I fully agree with this.  

I'm simply suggesting that the slang term 'rip-off' is used in general as a catch all term to describe situations including where something is excessively priced or terms are over restrictive; the fact that alternatives may be available or pricing is clearly outlined does not mean that the term 'rip-off' cannot be used.


----------



## ClubMan (16 May 2006)

michaelm said:
			
		

> the fact that alternatives may be available or pricing is clearly outlined does not mean that the term 'rip-off' cannot be used.


I disagree and make no excuse for rebutting inaccurate use of the term rip-off.
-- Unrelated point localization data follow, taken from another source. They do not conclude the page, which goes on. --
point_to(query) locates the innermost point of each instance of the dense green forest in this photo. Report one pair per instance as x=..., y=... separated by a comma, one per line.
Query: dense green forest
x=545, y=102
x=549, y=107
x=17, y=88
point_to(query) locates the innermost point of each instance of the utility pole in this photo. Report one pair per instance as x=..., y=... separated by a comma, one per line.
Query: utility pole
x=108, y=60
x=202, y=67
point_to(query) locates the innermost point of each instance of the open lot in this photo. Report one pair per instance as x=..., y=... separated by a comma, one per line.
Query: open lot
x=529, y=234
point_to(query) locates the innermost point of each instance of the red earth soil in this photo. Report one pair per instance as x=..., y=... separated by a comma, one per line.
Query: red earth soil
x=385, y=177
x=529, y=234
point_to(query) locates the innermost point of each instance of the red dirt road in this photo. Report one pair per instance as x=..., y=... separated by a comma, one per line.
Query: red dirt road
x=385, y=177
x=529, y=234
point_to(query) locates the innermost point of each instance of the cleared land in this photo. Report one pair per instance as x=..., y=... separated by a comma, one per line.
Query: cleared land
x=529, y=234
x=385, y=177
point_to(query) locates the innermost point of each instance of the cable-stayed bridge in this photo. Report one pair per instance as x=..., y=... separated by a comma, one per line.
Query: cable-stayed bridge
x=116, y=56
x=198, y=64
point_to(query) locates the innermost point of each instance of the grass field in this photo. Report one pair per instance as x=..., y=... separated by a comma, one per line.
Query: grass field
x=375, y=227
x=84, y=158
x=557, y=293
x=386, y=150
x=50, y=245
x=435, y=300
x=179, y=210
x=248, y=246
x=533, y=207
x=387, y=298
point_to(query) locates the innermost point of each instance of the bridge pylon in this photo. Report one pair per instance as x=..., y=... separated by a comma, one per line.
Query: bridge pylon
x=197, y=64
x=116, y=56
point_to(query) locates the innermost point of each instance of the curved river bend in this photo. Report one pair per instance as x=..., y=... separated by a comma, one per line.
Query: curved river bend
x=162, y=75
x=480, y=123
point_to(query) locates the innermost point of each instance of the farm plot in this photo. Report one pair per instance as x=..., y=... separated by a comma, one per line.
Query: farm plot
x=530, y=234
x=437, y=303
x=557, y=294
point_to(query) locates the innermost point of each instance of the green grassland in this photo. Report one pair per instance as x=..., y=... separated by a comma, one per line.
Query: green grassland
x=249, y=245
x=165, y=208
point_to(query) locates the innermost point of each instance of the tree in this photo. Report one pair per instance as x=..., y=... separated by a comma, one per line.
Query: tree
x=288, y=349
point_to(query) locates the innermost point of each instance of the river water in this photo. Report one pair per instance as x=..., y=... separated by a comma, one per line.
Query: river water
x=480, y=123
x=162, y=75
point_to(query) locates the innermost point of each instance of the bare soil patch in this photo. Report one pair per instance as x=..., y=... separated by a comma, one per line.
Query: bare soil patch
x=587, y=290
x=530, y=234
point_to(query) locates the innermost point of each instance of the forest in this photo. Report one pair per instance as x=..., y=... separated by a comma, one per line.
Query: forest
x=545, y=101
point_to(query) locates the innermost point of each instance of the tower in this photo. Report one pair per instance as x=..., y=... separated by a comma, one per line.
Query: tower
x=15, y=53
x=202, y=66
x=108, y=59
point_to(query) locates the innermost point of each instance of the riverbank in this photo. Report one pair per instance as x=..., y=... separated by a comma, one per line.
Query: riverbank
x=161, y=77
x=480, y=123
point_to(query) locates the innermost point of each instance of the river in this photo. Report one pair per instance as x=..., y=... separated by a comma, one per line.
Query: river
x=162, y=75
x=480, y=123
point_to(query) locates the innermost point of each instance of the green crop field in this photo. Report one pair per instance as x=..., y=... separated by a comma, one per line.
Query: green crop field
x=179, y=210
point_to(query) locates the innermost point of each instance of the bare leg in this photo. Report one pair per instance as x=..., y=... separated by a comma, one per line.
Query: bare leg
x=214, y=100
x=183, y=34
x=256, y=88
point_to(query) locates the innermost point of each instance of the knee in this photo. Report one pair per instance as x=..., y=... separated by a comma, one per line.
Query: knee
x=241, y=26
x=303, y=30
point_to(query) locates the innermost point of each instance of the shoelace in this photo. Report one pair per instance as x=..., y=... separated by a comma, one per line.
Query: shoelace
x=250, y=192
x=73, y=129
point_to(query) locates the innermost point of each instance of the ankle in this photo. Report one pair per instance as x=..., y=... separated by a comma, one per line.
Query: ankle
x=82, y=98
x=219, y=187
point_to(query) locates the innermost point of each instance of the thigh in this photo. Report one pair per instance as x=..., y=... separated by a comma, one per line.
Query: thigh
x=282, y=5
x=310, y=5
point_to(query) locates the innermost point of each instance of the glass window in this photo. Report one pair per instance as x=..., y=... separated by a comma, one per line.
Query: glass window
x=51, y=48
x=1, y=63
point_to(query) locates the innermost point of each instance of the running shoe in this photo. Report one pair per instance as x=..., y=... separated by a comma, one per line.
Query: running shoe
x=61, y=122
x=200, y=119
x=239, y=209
Those who are happy with sloppy use of terminology are free to ignore my posts in this vein.


----------



## ubiquitous (16 May 2006)

michaelm said:
			
		

> ...the fact that alternatives may be available or pricing is clearly outlined does not mean that the term 'rip-off' cannot be used.



Of course it is a free country and people are free to use whatever terminology they wish, but I think that it is valid to conclude that the term "rip off" denotes some level of deception or taking advantage of a consumer's inability to source a product or service elsewhere. 

There is a danger that over-use of the term "rip off" may dilute its effect - especially where absolute scams are lumped together under the same heading as business offerings that happen merely to be expensive.


----------



## Guest127 (17 May 2006)

its not a rip off. however if the hotel advertise a rack rate for a room and its available surely they are oblidged to sell it at that rate. Suppose you were travelling through France on the way south and tried to book into an hotel for the night and were informed that the minimum stay was 2 nights, how would you feel? ( ripped off? )


----------